Netflix, YouTube, Amazon, Skype … le secteur du numérique est sans conteste l’un des grands vainqueurs de la crise du coronavirus. Selon un article de MBA MCI Let’s go digital, les parts de marché d’Amazon seraient passées de 24 à 40% en Île-de-France, les téléchargements Netflix auraient augmenté de 65% en Italie et le trafic a tellement explosé sur YouTube que le débit a été réduit de 25% [1]. Mais quel est l’impact environnemental de nos ordinateurs et smartphones ?
La transition numérique est reconnue comme étant un levier de réduction de la consommation énergétique de nombreux secteurs. Pourtant la croissance rapide de l’industrie a induit une augmentation significative de sa consommation énergétique directe qui est loin d’être soutenable.

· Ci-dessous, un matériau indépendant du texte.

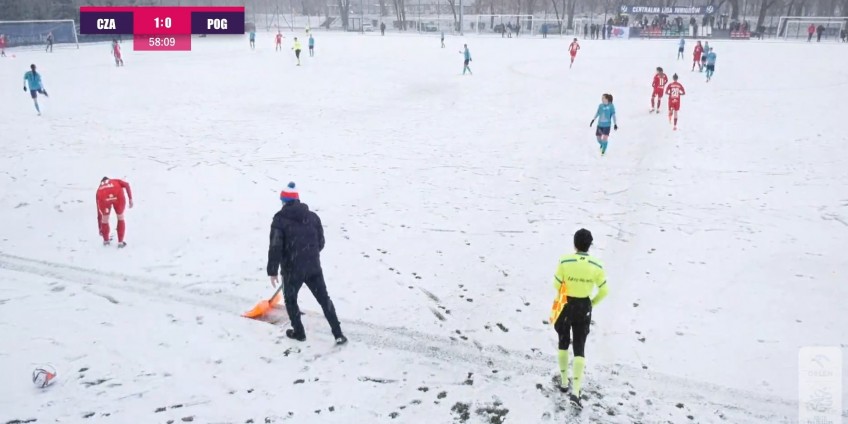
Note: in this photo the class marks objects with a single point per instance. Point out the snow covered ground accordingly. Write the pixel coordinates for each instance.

La consommation d’électricité du secteur du numérique s’élevait ainsi en 2019 à 1 300 TWh [2], contre 474 TWh pour la France, soit près de 3 fois la consommation totale du pays.
Si l’on raisonne en termes de consommation d’énergie finale, la consommation du numérique s’élevait à 2 373 TWh en 2015 [3]. Celle-ci est liée à 45% à la fabrication des équipements (ordinateur 17%, TV 11%, smartphone 11%, etc.) et à 55% à l’utilisation de ces équipements (terminaux 20%, data centers 19% et réseaux 16%).
Production & consommation de matériaux et d’énergie
En termes d’empreinte carbone, la phase de production est tout autant significative que la phase d’utilisation. Selon l’ARCEP, la conception d’un smartphone serait responsable à 80% des émissions de GES mondiales du produit. Autre ordre de grandeur intéressant, la fabrication d’un ordinateur nécessiterait 240 kg de combustibles fossiles, 22 kg de produits chimiques et 1,5 tonne d’eau [6] !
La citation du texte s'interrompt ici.